Most investors aren’t happy about the performance of their investments over the last decade. Some of those who gained couldn’t even beat the inflation. The investors who trusted their savings with Glenview Capital though didn’t have that problem. They saw their investments quadruple over the last 10 years. Larry Robbins’ Glenview returned 301% after fees and expenses between January 2001 and December 2010. Glenview Capital also returned 15.7% in 2010, performing better than average hedge funds and the S&P 500 index. Insider Monkey, your source for free insider trading data, follows talented/informed investors like Larry Robbins to gain insights about the future of the financial markets and develop investment themes.
Larry Robbins is extremely bullish about the stock market in the medium term. “We remain constructive on the investment environment over the medium term supported by attractive valuations, excessive corporate liquidity, a growing economy and ample global liquidity,” Robbins said in his latest investor letter. In December Robbins predicted the stock market to increase by more than 50% over the next three years.
“Forward risks are no longer tilted towards deflation / double digit recession but instead include inflationary pressures and the corresponding impact on sovereign creditworthiness,” Robbins said about the interest rates. This implies long-term bonds aren’t attractive investments and investors should stay away from Treasury ETFs such as TLT, TLH, ZROZ, TRSY, TENZ, DLBL, DTYL and TLO.

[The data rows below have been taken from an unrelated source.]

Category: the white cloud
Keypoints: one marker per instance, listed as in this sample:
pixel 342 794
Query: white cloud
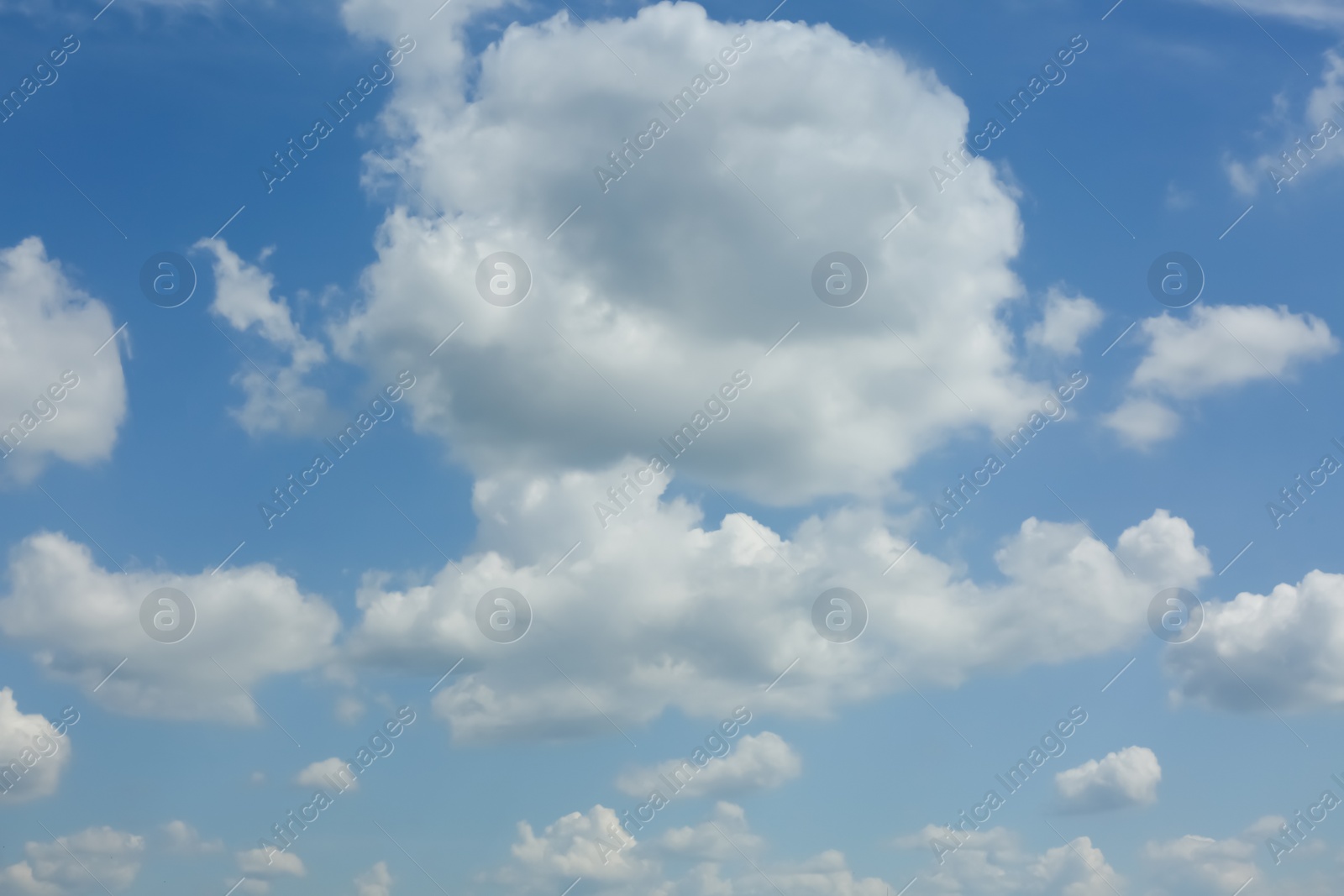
pixel 723 611
pixel 62 867
pixel 994 862
pixel 1287 647
pixel 375 882
pixel 255 862
pixel 1124 778
pixel 186 840
pixel 318 773
pixel 1065 322
pixel 280 401
pixel 1216 348
pixel 31 755
pixel 1142 422
pixel 82 621
pixel 49 327
pixel 757 762
pixel 839 407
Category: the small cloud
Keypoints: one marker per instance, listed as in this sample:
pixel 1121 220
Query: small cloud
pixel 327 774
pixel 1124 778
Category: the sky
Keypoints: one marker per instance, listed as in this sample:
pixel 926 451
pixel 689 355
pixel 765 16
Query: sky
pixel 598 449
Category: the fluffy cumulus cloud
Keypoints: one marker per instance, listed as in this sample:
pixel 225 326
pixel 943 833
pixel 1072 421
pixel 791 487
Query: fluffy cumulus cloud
pixel 757 762
pixel 678 275
pixel 62 867
pixel 81 621
pixel 725 610
pixel 58 399
pixel 1285 647
pixel 279 401
pixel 31 754
pixel 1124 778
pixel 318 774
pixel 1066 318
pixel 717 857
pixel 995 862
pixel 1215 348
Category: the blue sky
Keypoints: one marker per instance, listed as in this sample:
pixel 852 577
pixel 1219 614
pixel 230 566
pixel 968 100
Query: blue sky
pixel 144 443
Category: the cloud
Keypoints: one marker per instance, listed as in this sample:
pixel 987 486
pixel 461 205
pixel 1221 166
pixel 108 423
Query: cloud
pixel 678 275
pixel 1215 349
pixel 1285 647
pixel 1124 778
pixel 82 621
pixel 186 840
pixel 375 882
pixel 1065 322
pixel 31 755
pixel 316 774
pixel 723 610
pixel 62 867
pixel 757 762
pixel 279 402
pixel 255 862
pixel 994 862
pixel 49 327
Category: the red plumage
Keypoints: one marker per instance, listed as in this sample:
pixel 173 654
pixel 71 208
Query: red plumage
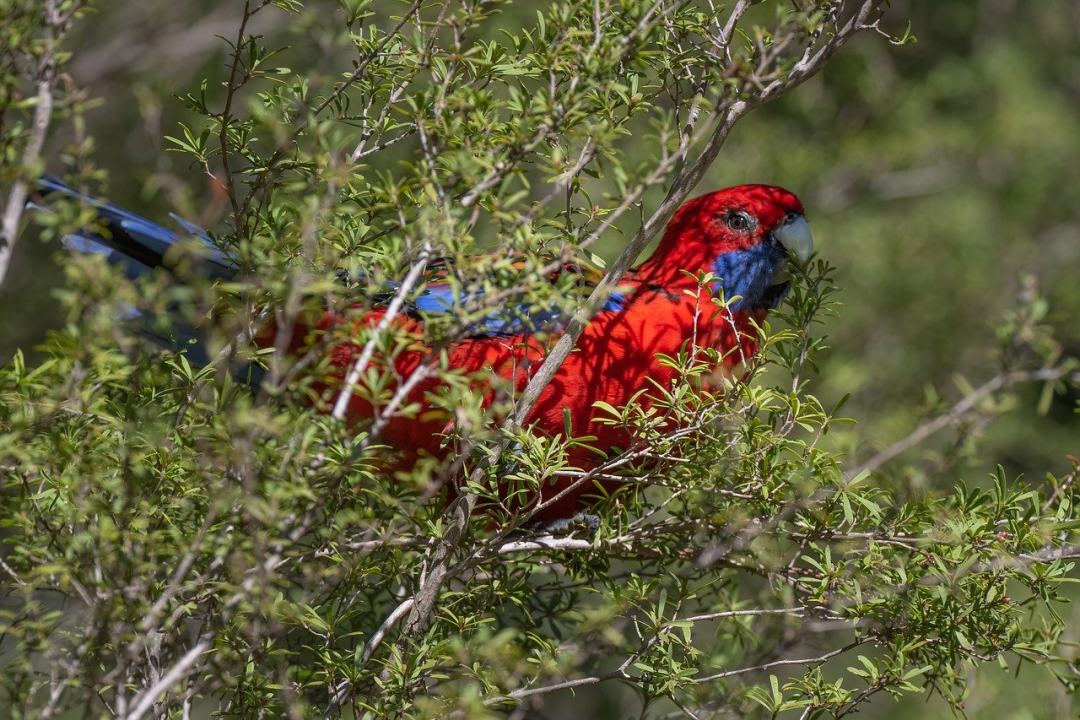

Larry Robbins follows a more complicated strategy. He says, “In the Glenview and GO Funds, we continue to withdraw capital from long fixed income strategies and redeploy capital in long equity strategies with superior risk / reward characteristics. With the evolution of risk scenarios that now include inflationary pressures, we have adjusted our alternative hedge positioning towards protection from rising interest rates as well as mortgage putback liabilities, while harvesting a portion of our sovereign CDS hedges.”
Robbins clearly thinks equities are the place to be in the medium term. At the end of December, Larry Robbins was most bullish about the following 30 stocks:
|LIFE TECHNOLOGIES CORP||LIFE||-4.2%||491209|
|EXPRESS SCRIPTS INC||ESRX||5.3%||406165|
|FLEXTRONICS INTL LTD||FLEX||-7.3%||259795|
|CVS CAREMARK CORP||CVS||0.3%||257058|
|FIDELITY NATL INFORMATION||FIS||21.1%||248335|
|THERMO FISHER SCIENTIFIC||TMO||0.9%||237422|
|TYCO INTERNATIONAL LTD||TYC||11.9%||225472|
|HEWLETT PACKARD CO||HPQ||-4.0%||173462|
|VIACOM INC NEW||VIA||18.4%||137258|
|BMC SOFTWARE INC||BMC||7.9%||119663|
|URS CORP NEW||URS||9.8%||115272|
|HARTFORD FINL SVCS||HIG||4.4%||95327|
|EXPEDIA INC DEL||EXPE||-10.3%||95213|
|LABORATORY CORP AMER||LH||6.4%||90144|
|PITNEY BOWES INC||PBI||7.6%||85287|
|BAXTER INTL INC||BAX||7.9%||84292|
|MEDCO HEALTH SOLUTIONS||MHS||-7.1%||72575|
|CISCO SYS INC||CSCO||-15.4%||72096|
Robbins’ top 30 picks underperformed the market by 1.5 percentage points so far in 2011. His biggest position, Life Technologies, lost 4.2%. Lee Ainslie’s Maverick Capital also had a $238 Million LIFE position at the end of December. His second biggest position, McKesson, returned 12.9%, doubling the performance of SPY. Lee Ainslie’s Maverick and Andreas Halvorsen’s Viking Global are other hedge funds with MCK holdings.
Larry Robbins is more cautious over the short term. The Japanese earthquake, the potential withdrawal of stimulus and coming expiration of QE2 is making him a little bit nervous.
This is how he summarizes his short term outlook: “In summary, it is likely that this tragedy has the economic effect of pushing the inflationary challenges out in time, but may exacerbate their magnitude. Additionally, economic disruptions are likely to not only reduce global growth but to pressure 1H 2011 earnings growth, which creates a bit more challenging environment for stock picking in the immediate term. As you would expect, we have modestly reduced gross long and net long exposures within our equity book to compensate for this additional uncertainty, though these changes are more modest than one may expect due to our domestic defensive investment orientation.”